Si votre emploi du temps ressemble à celui de Maud, entre les enfants et les imprévus du quotidien, un rendez-vous fixe chaque semaine tiendra rarement plus d'un mois : mieux vaut alors commencer par des ajustements qu'on cale soi-même, dans les creux de la journée, sans dépendre d'un agenda extérieur. Si au contraire vous savez pertinemment que seule, vous laissez tomber au bout de deux semaines, et que le prix d'un accompagnement ne vous arrête pas, un œil extérieur vous tiendra sans doute plus longtemps qu'une bonne intention notée sur un post-it.
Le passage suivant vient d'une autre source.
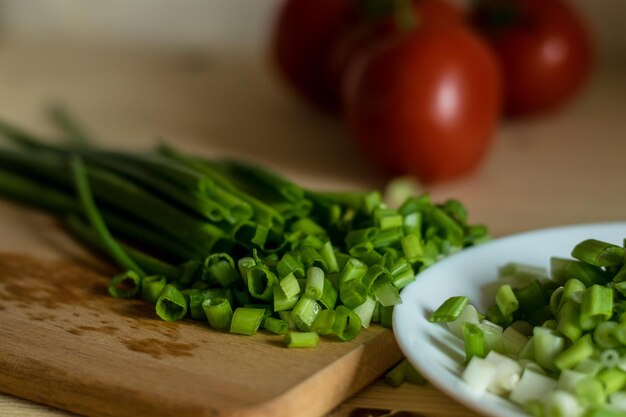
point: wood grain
(566, 167)
(68, 344)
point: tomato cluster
(421, 83)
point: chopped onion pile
(554, 344)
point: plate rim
(466, 397)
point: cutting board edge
(356, 375)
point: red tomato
(426, 103)
(361, 35)
(544, 50)
(303, 36)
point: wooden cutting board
(66, 343)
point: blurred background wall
(239, 25)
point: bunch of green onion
(231, 243)
(554, 345)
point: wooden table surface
(566, 167)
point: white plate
(438, 354)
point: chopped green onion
(386, 316)
(449, 310)
(276, 326)
(244, 264)
(290, 286)
(613, 379)
(387, 295)
(412, 248)
(360, 241)
(151, 287)
(604, 335)
(281, 301)
(171, 305)
(195, 298)
(329, 294)
(353, 270)
(347, 324)
(324, 322)
(474, 340)
(595, 252)
(352, 293)
(570, 357)
(314, 283)
(218, 312)
(365, 311)
(260, 282)
(328, 254)
(246, 321)
(547, 346)
(304, 313)
(220, 267)
(596, 306)
(289, 264)
(564, 269)
(569, 321)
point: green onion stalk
(240, 247)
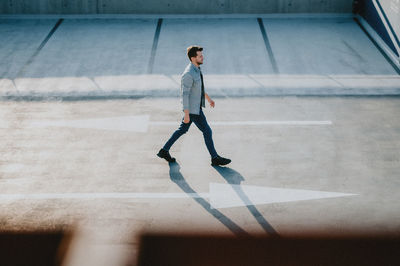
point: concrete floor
(357, 153)
(92, 166)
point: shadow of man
(235, 178)
(177, 178)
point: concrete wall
(173, 6)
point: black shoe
(165, 155)
(219, 161)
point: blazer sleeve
(186, 84)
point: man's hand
(211, 102)
(186, 119)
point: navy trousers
(201, 122)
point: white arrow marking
(225, 196)
(221, 195)
(141, 123)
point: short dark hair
(192, 51)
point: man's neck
(195, 64)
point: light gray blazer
(191, 89)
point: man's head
(195, 54)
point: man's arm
(211, 102)
(187, 82)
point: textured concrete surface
(145, 56)
(172, 6)
(358, 153)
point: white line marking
(103, 196)
(220, 195)
(251, 123)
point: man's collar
(195, 67)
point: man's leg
(183, 128)
(201, 122)
(164, 152)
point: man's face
(199, 58)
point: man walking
(193, 99)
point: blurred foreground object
(191, 250)
(31, 248)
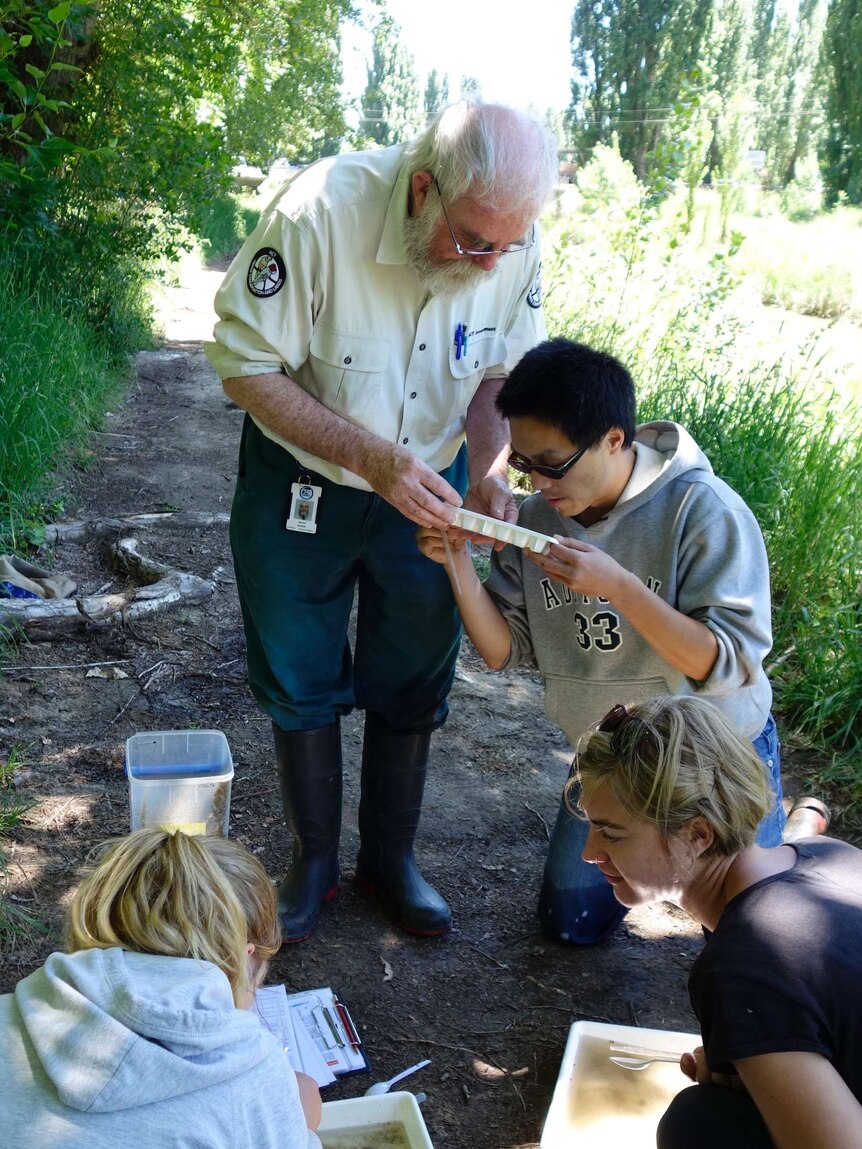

Ce n'est pas la peine de comparer dix pistes différentes avant de bouger : face à la surcharge de choix qui existe aujourd'hui dans le bien-être, se limiter à ces deux options suffit largement pour avancer. Le vrai premier geste n'est presque jamais la méthode elle-même, plutôt le moment où on arrête d'hésiter entre les deux et où on en choisit une, quitte à en changer plus tard.

En écrivant ces lignes un soir, à la table du salon couverte de carnets et d'un ordinateur dont l'autocollant se décolle un peu plus chaque mois, je me dis que ni Odette ni moi n'avons trouvé LA réponse. On a chacune choisi un camp, et on a arrêté de se demander si l'autre aurait été meilleur.

Avertissement : Je partage ce que j'ai appris par l'expérience, mais je ne suis ni médecin, ni juriste, ni planificateur financier. Ce contenu ne remplace pas un avis professionnel. Parlez à un expert qualifié avant de prendre des décisions importantes.